A strange head trip through Davis's career, book-ended by an interview with fictional Rolling Stone writer Dave Braden (McGregor) apparently right before his The Man with a Horn comeback after a four-year hiatus in 1979. Jumping back and forth in time within the mind of Cheadle's burnt out and broken Davis, the fantasy of a chase through NYC to regain a stolen tape reel may be fiction but within it holds an essential set of truths about the most influential game changer in music history.
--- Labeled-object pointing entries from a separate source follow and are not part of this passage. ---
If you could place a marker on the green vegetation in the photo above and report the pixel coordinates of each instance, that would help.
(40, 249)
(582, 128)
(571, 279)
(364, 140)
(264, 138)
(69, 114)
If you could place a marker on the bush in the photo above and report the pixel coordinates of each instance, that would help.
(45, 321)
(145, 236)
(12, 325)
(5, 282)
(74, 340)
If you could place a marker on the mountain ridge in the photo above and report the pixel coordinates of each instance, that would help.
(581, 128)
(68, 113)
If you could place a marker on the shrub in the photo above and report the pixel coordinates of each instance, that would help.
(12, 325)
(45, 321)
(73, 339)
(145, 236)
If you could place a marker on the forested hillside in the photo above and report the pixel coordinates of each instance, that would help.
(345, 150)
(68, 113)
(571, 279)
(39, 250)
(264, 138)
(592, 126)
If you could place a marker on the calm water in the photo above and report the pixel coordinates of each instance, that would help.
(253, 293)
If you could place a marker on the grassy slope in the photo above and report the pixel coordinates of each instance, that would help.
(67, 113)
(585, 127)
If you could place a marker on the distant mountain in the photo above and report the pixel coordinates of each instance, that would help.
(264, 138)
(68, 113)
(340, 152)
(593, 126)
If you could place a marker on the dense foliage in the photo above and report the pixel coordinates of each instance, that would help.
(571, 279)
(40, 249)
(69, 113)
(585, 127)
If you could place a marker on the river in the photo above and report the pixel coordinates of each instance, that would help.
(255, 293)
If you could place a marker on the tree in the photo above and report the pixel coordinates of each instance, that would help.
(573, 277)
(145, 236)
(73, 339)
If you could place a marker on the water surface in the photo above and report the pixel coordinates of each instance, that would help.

According to Cheadle, in an interview with the real Rolling Stone just after its premiere at Sundance,
"...one concept was to focus on the five women in his life that he loved and use that as a framework. I told them, "Thanks for thinking of me, but I'm really not vibing off of any of these ideas."
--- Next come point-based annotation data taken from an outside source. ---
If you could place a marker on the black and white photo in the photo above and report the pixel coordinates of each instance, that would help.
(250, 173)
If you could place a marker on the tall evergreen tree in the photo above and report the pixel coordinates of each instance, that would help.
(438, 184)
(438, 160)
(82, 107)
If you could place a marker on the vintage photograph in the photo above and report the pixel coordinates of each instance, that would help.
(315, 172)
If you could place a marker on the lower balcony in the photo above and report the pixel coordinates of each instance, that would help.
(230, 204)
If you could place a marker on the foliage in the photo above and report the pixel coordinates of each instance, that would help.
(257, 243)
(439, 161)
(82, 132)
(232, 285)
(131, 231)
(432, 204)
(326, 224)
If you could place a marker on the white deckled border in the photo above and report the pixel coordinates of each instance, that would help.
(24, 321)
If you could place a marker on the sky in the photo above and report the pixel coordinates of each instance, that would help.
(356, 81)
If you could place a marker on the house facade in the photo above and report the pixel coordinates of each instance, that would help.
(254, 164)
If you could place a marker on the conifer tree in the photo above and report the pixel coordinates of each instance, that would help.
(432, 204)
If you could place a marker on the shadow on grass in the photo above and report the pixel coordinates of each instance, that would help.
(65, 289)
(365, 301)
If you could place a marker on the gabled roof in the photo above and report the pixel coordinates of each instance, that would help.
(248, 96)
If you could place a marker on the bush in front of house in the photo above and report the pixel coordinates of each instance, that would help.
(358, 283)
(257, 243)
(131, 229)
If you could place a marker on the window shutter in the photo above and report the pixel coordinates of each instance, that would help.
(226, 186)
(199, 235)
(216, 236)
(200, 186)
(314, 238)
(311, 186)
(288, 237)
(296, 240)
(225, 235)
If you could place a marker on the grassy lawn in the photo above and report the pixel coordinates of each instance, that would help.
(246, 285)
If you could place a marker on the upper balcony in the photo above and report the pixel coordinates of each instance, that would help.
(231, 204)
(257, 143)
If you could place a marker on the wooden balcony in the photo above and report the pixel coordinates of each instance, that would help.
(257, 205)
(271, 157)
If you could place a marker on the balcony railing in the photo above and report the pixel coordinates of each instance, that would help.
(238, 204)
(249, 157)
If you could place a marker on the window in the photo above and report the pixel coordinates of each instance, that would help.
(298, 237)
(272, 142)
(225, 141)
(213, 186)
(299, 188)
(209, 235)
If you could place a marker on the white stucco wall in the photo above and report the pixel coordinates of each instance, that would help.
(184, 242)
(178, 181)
Then, almost as an afterthought, I said, "I think we've got to make a movie about this dude as a gangster" — 'cause that's how I feel about Miles Davis. He's a G. All those apocryphal stories about how bold and dynamic he was, the gangster shit he'd do ... you could fit all that into a biopic, I guess. But I just thought, let's do a movie that Miles Davis would say, 'I want to be the star of that movie. Not the one about me. The one where I'm the fucker running it, and I tell everybody what happens.'" Take the music he made in 1950 and put it over scenes set in 1978, or take his 1965 album and drop it into 1945. Just do it without the constraints of any rules. Make some mistakes, go crazy, crash into a wall — anything but something fucking cookie-cutter."
There's no question that he succeeded in exactly that.
As a trumpet player since I was six-years-old (when my uncle bought me a pocket trumpet and taught me to play) and someone who paid for college playing horn, I've always been more of a fan of the more muscular players in the canon: Maynard Ferguson, Clifford Brown, Cat Anderson and the bold, loud, high note, fast fingered style.
Just recently, I've picked my horn back up and am getting the chops back into shape. Realizing that my five years as host of The Moth had left me a bit artistically lazy, going back to my beginnings seemed like a good idea. In my fifties, I'm discovering that Miles's more laid back playing really appeals to me in ways it never did before. Thus, Miles Ahead came at exactly the right time for me.
The film is much like Davis's work - understated but surprising, weaving in and out of the construct of a standard biopic but breaking all of the rules at the same time. Doling out bite size pieces of character that return in stronger ways. Both Cheadle and McGregor are almost magical in their performances and the choices in transitions as well as which music to underscore which moments indicates that Cheadle is as amazing a directing talent as he is onscreen.
If you are or have ever been a fan of jazz (or 'social music' as Miles would have it), this is a must-see film. If you hate jazz music (heathen!) but love a tale of unlikely redemption, you should check it out. I can almost promise that as soon as you finish it, you'll hop online and want to listen to Kind of Blue or Sketches of Spain just to continue the ride.